And then there was the reason they'd summoned her back home a year before her education was completed. It wasn't a longing for her company, as she'd hoped. And it wasn't even that they'd missed her. "Lalita told me that the man visiting tonight is a rich native raj from a distant kingdom," she accused her mother. "That he offered for me several months ago, and you . . . you accepted! Before I even returned."

"And how would she know this, since she has been in London as your attendant till just two weeks ago?"

"She says the kitchen servants talked about it. They said that's why you sent for me."

Sofie's mother's lips closed tightly, until they seemed to be but a single red line. "Lalita talks too much."

Sofie turned around fully, still clutching her dress, anxious fingers digging deeply into the folds of the material. "But is it true, Mama? Did she tell me the truth? How can you agree to give me away to a man I haven't even met? A man who . . ." Oh, if it was true, she had to run—somewhere, somehow—and find or make her own fortune.

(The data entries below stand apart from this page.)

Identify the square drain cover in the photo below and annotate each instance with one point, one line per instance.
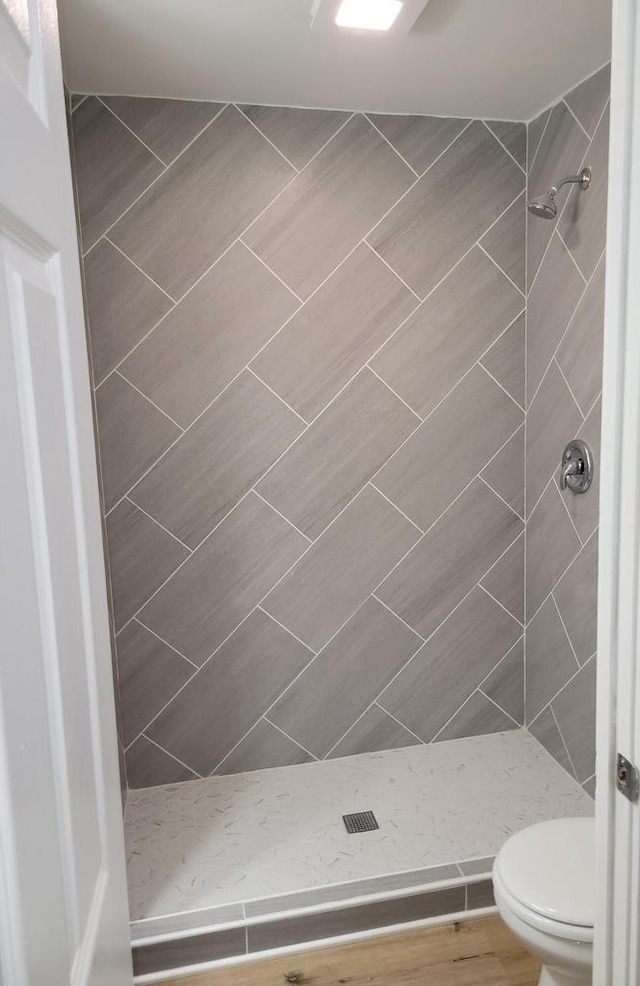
(360, 821)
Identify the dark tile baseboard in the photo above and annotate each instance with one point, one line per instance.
(321, 915)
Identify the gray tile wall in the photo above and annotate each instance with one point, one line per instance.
(308, 342)
(564, 355)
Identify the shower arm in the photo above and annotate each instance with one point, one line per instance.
(582, 179)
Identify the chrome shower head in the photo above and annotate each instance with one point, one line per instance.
(545, 205)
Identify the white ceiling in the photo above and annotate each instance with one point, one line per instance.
(500, 59)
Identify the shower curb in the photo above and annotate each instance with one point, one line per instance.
(283, 927)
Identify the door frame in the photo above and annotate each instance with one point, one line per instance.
(617, 919)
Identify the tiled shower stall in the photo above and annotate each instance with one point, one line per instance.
(334, 369)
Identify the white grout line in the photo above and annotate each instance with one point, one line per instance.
(500, 557)
(394, 272)
(406, 728)
(413, 184)
(158, 177)
(585, 132)
(270, 269)
(160, 711)
(392, 146)
(425, 641)
(498, 603)
(275, 510)
(296, 742)
(496, 264)
(501, 661)
(544, 130)
(395, 393)
(134, 264)
(501, 386)
(490, 487)
(442, 400)
(502, 144)
(499, 707)
(132, 132)
(561, 372)
(268, 139)
(593, 405)
(79, 103)
(564, 504)
(283, 627)
(300, 673)
(302, 170)
(148, 399)
(393, 613)
(563, 741)
(561, 576)
(559, 343)
(395, 505)
(157, 523)
(573, 259)
(163, 641)
(253, 373)
(173, 757)
(556, 223)
(331, 275)
(524, 451)
(564, 627)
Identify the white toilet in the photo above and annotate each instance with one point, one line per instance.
(544, 880)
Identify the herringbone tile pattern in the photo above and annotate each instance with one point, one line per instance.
(308, 339)
(565, 314)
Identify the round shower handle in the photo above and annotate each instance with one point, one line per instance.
(576, 468)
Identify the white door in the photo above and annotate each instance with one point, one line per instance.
(63, 909)
(617, 943)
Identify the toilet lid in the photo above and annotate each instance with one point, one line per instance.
(549, 868)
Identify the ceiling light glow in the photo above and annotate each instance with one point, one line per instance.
(368, 15)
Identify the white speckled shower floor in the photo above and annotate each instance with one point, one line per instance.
(243, 837)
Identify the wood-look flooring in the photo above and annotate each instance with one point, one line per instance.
(473, 953)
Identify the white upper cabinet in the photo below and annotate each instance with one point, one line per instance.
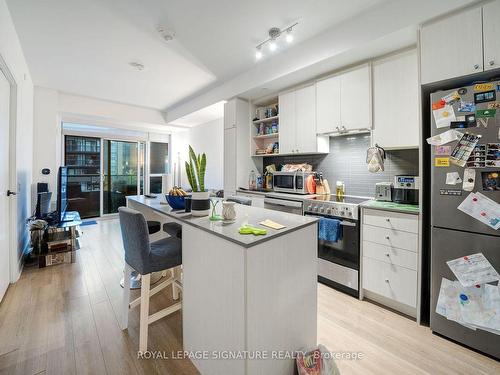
(452, 47)
(328, 105)
(298, 123)
(395, 101)
(343, 102)
(491, 30)
(287, 123)
(305, 117)
(355, 98)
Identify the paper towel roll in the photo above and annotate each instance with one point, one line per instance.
(166, 183)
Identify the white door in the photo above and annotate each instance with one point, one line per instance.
(287, 123)
(452, 47)
(305, 119)
(328, 105)
(395, 101)
(491, 31)
(4, 185)
(355, 98)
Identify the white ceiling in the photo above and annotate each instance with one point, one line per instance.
(84, 47)
(202, 116)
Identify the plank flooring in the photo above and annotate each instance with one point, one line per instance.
(64, 320)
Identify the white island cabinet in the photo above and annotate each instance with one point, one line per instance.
(245, 296)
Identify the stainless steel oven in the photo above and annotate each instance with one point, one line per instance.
(338, 262)
(291, 182)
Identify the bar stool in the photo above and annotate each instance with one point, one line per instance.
(135, 278)
(146, 258)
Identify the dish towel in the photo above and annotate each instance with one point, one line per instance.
(329, 229)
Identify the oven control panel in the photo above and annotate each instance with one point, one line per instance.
(349, 211)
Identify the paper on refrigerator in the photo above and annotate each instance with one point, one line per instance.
(482, 208)
(444, 138)
(473, 270)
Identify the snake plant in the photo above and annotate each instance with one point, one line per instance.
(195, 170)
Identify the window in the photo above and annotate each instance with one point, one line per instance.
(158, 165)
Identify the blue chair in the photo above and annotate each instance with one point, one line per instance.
(145, 258)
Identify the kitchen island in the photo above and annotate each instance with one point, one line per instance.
(248, 302)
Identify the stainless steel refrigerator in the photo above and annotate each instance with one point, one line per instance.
(455, 234)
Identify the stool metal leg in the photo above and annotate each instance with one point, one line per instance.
(126, 295)
(144, 318)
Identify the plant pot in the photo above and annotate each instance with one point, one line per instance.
(200, 203)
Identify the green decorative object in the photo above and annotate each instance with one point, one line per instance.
(248, 229)
(214, 216)
(195, 170)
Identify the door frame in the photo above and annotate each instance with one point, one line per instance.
(15, 264)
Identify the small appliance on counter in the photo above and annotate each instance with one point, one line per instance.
(406, 189)
(383, 191)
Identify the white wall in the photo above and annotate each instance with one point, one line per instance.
(11, 52)
(206, 138)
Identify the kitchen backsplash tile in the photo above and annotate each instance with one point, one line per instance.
(347, 162)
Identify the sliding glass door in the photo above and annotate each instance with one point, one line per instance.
(123, 173)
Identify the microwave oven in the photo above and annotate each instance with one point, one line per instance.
(291, 182)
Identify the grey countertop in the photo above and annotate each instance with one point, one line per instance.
(391, 206)
(254, 215)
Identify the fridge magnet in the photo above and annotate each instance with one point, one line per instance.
(459, 124)
(469, 179)
(478, 157)
(452, 192)
(486, 113)
(438, 105)
(483, 87)
(442, 150)
(444, 116)
(482, 209)
(451, 98)
(491, 181)
(472, 270)
(464, 149)
(453, 178)
(444, 138)
(466, 107)
(441, 162)
(493, 155)
(486, 96)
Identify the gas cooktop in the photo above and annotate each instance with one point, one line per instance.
(346, 199)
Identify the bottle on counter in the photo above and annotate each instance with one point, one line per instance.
(252, 182)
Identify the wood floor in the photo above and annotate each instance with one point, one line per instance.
(64, 320)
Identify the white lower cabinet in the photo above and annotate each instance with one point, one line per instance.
(390, 259)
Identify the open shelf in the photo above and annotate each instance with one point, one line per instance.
(268, 119)
(266, 136)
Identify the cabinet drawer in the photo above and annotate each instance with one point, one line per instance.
(391, 238)
(391, 220)
(388, 280)
(390, 255)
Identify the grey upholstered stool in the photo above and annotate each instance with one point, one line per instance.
(145, 258)
(241, 200)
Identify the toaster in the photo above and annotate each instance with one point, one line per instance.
(383, 191)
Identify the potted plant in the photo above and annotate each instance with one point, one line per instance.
(195, 171)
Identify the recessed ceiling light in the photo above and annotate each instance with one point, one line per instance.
(137, 65)
(166, 33)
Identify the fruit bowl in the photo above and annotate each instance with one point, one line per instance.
(177, 202)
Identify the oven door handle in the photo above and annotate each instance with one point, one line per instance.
(347, 223)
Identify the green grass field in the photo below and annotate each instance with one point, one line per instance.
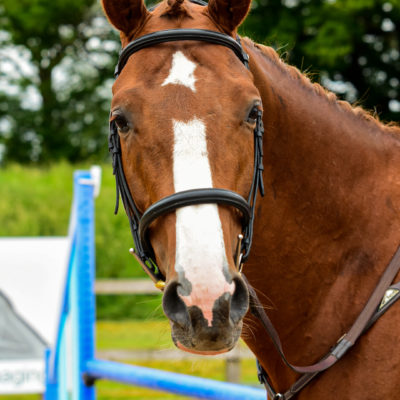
(134, 335)
(36, 202)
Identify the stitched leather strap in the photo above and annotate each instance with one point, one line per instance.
(189, 198)
(365, 319)
(173, 35)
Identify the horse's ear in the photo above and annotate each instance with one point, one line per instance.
(228, 14)
(126, 15)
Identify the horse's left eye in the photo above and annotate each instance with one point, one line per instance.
(122, 124)
(253, 115)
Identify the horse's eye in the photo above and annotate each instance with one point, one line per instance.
(253, 114)
(122, 124)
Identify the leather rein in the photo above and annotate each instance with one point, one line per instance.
(382, 297)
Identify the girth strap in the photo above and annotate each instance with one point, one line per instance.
(371, 312)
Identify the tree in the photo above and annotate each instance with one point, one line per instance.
(353, 44)
(55, 104)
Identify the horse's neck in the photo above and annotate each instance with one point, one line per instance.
(330, 219)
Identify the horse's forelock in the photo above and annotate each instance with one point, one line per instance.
(175, 8)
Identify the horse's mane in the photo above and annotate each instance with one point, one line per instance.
(305, 82)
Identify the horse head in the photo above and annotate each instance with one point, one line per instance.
(185, 114)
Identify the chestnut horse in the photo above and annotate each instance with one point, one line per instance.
(183, 118)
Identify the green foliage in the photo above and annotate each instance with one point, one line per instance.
(353, 42)
(58, 104)
(37, 201)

"Child, you're being foolish. We are not giving you away to anyone. We found you a most advantageous marriage, one that most women in your position would give their eyeteeth for. The Raj Ajith is a powerful man, the ruler of a vast kingdom as native domains go, and he's agreed to make you his only wife. You will live covered in jewels and surrounded by servants. Trust me, Sofie, your lot could be worse."

As she spoke, Madame Warington propelled her daughter up the steep staircase, till, at the top landing, she could put her arm around the girl's small shoulders and shepherd her gently through the open doorway of her room.

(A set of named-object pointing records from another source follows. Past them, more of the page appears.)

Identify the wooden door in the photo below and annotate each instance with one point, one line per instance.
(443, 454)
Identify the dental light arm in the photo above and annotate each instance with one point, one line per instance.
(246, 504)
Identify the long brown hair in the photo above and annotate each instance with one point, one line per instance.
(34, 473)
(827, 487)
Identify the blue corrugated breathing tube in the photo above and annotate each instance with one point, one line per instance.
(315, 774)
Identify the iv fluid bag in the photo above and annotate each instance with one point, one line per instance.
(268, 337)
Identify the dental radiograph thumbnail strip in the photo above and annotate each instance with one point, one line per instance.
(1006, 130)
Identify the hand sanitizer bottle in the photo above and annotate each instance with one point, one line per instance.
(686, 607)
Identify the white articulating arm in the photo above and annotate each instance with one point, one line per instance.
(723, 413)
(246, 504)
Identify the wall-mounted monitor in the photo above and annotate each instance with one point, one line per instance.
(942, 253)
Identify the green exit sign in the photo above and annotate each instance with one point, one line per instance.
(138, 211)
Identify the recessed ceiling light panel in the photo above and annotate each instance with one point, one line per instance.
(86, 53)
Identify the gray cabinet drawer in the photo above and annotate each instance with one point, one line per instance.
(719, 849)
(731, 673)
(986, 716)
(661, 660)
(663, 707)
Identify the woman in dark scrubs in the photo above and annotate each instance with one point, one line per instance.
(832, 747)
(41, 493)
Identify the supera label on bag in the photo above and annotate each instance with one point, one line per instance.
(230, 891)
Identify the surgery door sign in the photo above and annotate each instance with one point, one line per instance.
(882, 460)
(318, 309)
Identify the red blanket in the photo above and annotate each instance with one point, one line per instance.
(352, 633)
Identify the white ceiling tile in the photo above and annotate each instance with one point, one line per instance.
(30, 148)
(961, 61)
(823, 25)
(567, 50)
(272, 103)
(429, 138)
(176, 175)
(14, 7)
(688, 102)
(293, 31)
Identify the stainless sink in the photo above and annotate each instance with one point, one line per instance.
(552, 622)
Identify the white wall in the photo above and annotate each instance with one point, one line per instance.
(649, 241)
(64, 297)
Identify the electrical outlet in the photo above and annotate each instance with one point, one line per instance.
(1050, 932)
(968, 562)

The room, if not her parents, exactly matched Sofie's memories of childhood. It was, by far, vaster than anything she'd seen in England—almost as large as the dormitory that at the academy she'd shared with twenty other girls. The walls were whitewashed, since to wallpaper walls in India's hot and humid climate was quite futile. Even magically applied wallpaper started mildewing from the moisture within days of being put up, and peeled altogether from the humidity and heat within months. But the whitewash was fresh, and if the occasional lizard wandered in through the open balcony door and climbed the wall, it looked like a planned ornament.

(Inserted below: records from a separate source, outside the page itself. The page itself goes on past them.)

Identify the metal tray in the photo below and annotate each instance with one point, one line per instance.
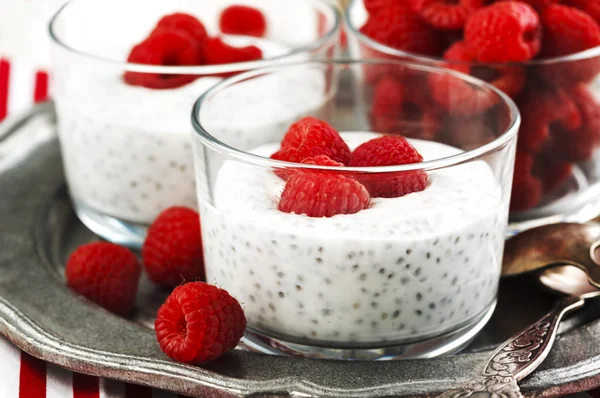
(38, 228)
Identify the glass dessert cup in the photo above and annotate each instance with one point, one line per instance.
(409, 276)
(566, 167)
(126, 149)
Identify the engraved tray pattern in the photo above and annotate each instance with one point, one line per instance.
(41, 316)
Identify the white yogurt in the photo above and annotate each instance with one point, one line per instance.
(405, 268)
(127, 150)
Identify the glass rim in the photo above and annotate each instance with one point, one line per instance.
(582, 55)
(333, 11)
(460, 158)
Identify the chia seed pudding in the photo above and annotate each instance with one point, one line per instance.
(404, 269)
(127, 150)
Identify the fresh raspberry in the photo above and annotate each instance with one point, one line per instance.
(401, 28)
(398, 108)
(310, 137)
(508, 31)
(106, 274)
(185, 22)
(545, 113)
(446, 14)
(172, 251)
(372, 6)
(540, 5)
(166, 47)
(576, 145)
(509, 79)
(217, 52)
(199, 322)
(323, 195)
(243, 20)
(322, 160)
(389, 150)
(567, 31)
(458, 96)
(589, 107)
(526, 190)
(590, 7)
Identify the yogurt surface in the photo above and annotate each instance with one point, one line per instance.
(127, 150)
(405, 268)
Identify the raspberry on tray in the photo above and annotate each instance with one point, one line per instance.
(106, 274)
(198, 323)
(172, 251)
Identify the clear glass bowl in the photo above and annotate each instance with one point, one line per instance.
(559, 101)
(409, 276)
(126, 148)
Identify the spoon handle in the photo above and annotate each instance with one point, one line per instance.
(517, 357)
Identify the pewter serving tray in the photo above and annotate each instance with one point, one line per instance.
(38, 229)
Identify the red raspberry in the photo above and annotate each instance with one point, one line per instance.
(322, 160)
(397, 108)
(323, 195)
(539, 5)
(526, 190)
(172, 251)
(590, 7)
(389, 150)
(589, 107)
(217, 52)
(578, 145)
(373, 6)
(310, 137)
(243, 20)
(446, 14)
(508, 31)
(509, 79)
(567, 31)
(458, 96)
(545, 111)
(164, 47)
(106, 274)
(185, 22)
(199, 322)
(401, 28)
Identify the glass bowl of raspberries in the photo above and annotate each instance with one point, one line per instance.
(342, 241)
(544, 54)
(126, 75)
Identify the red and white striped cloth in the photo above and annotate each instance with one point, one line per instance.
(21, 375)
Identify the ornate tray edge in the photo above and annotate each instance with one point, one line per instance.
(25, 333)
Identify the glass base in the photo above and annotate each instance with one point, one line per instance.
(112, 229)
(577, 201)
(448, 343)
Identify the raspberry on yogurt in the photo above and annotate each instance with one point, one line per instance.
(404, 268)
(127, 149)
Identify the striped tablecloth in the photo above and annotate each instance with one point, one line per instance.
(21, 375)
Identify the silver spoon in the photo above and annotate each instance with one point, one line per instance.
(523, 353)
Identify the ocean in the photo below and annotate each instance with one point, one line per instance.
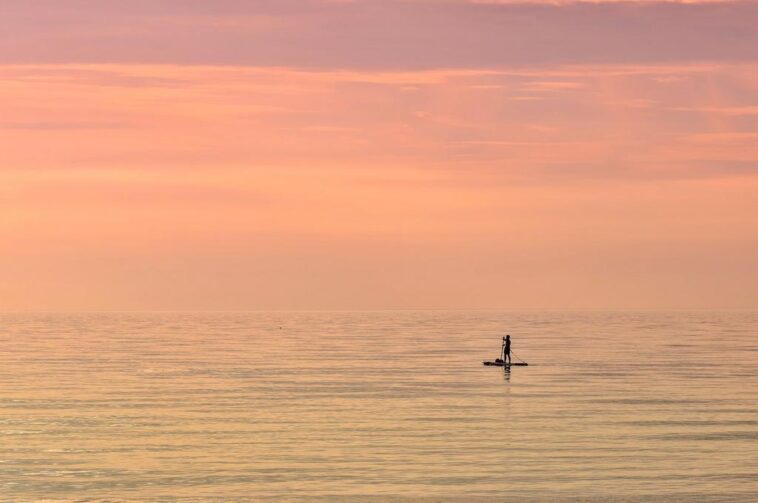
(379, 406)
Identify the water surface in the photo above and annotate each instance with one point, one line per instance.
(378, 406)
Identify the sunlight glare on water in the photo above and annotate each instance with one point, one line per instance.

The bed was piled high with lace and silk pillows, and covered in an intricate, colorful bedspread. The tightly woven lace netting draped over it lent it an air of romance. At least, it would if you didn't know how necessary it was to keep out the noxious flying insects that flourished in this climate. And all the silk and lace might give the impression of riches, if one didn't know how cheap they were. Why, even the servants wore silken saris and gaudy gold jewels on ears and nostrils.

Still clutching her dress, Sofie allowed herself to be pushed all the way to the vanity in the far corner. The mirror—showing dark spots in its silver backing—gave her back her own image, with high color on both cheeks and moisture in her eyes, and she wondered how her mother could distress her so and not care.

Meanwhile, her mother had removed the dress from Sofie's clutching fingers and clucked at the wrinkles marring the fine blue fabric. "Why, you absurd creature. You nearly ruined this. Lalita!"

Sofie's maid and the constant companion of her adolescence emerged from the balcony, where doubtless she'd run at their approach, trying to evade Mrs. Warington's wrath. But Mrs. Warington was more preoccupied with her daughter's attire right now than with punishing her garrulous maid.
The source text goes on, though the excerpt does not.